David Hurd is a composer, concert organist, choral director and educator. In a career that spanned 39 years, he served as Professor of Church Music and Organist, Director of Chapel Music, at the General Theological Seminary, Chelsea, New York City, until leaving that position in June, 2015.

Hurd is a native New Yorker who attended both the High School of Music and Art and the Juilliard School before finishing as an organ major at Oberlin College. His principal graduate work was undertaken in organ performance at the University of North Carolina, Chapel Hill. He has served as Assistant Organist of Trinity Church and St. Paul’s Chapel, and as Director of Music at the Church of the Intercession, All Saints Church, and the Church of the Holy Apostles, all in Manhattan. He joined General Seminary as the Director of Chapel Music in 1976 and was appointed Professor of Church Music and Organist in 1984.

David regularly works with congregations and organizations seeking to commission new anthems and organ works. His premieres include "Gloria, gloria," for 4-part choir and instrumental accompaniment, commissioned by the Boy's Choir of Harlem, and premiered at Avery Fisher Hall; "O the Depth of Love Divine," for 4-part choir, brass and organ, commissioned by The Rt. Rev. Neil Alexander, Bishop of Atlanta, and premiered at his consecration; and "Arioso & Final" for organ, commissioned by the Queens Chapter of the American Guild of Organists. "Sonata for Saxophone and Organ," commissioned by the Hall-Powers Duo, premiered in Ljubljana, Slovenia at the International Saxophone Congress in 2006.

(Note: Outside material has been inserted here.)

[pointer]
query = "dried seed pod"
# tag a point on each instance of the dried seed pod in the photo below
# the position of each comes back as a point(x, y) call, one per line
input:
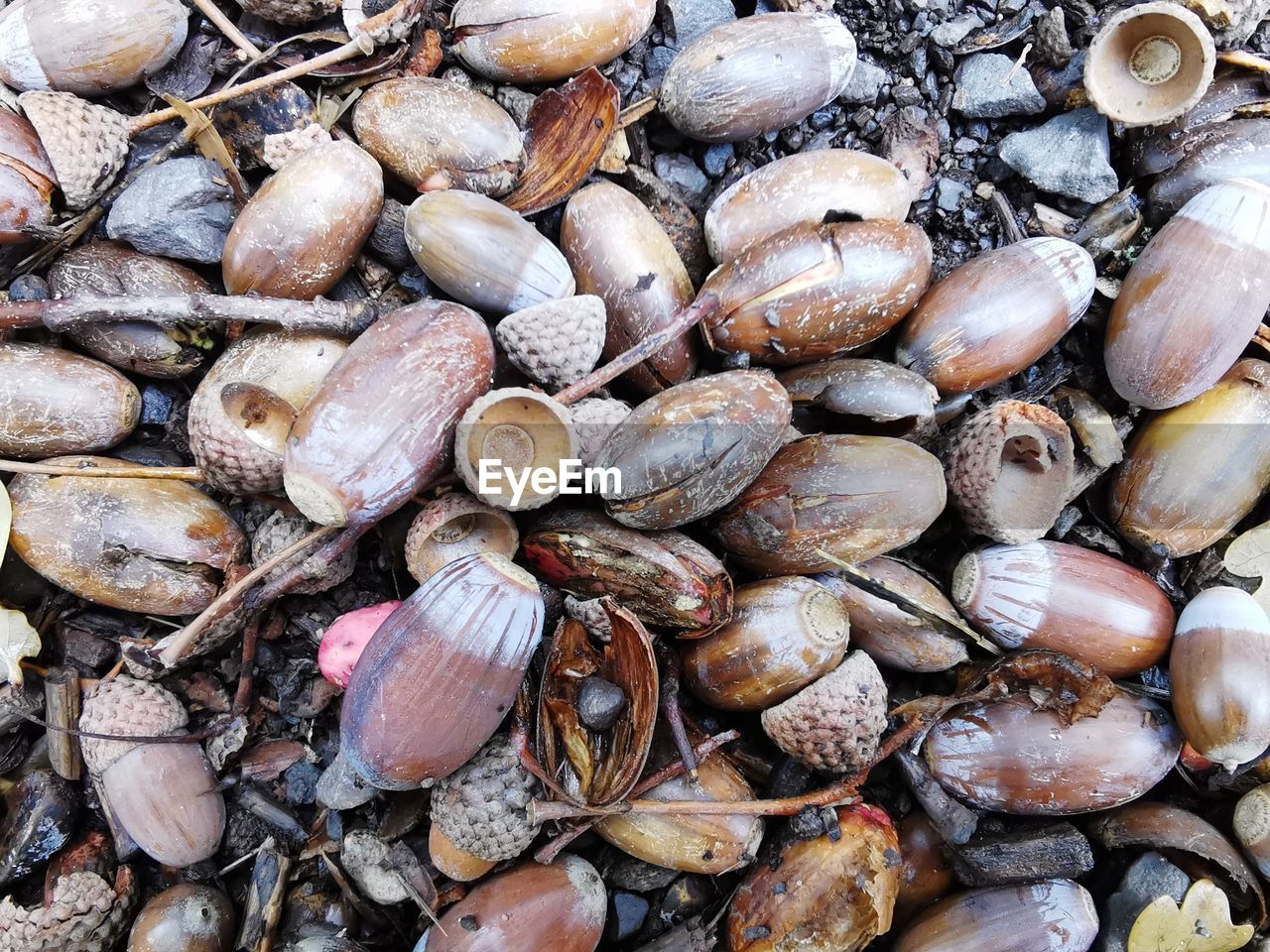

He holds honorary doctorates from Berkeley Divinity School at Yale, Seabury-Western Theological Seminary, and Church Divinity School of the Pacific, given in recognition of his contributions to sacred music. In 1977 he received first prizes in both organ performance and in organ improvisation from the International Congress of Organists—the only person to ever win both prizes in the same year.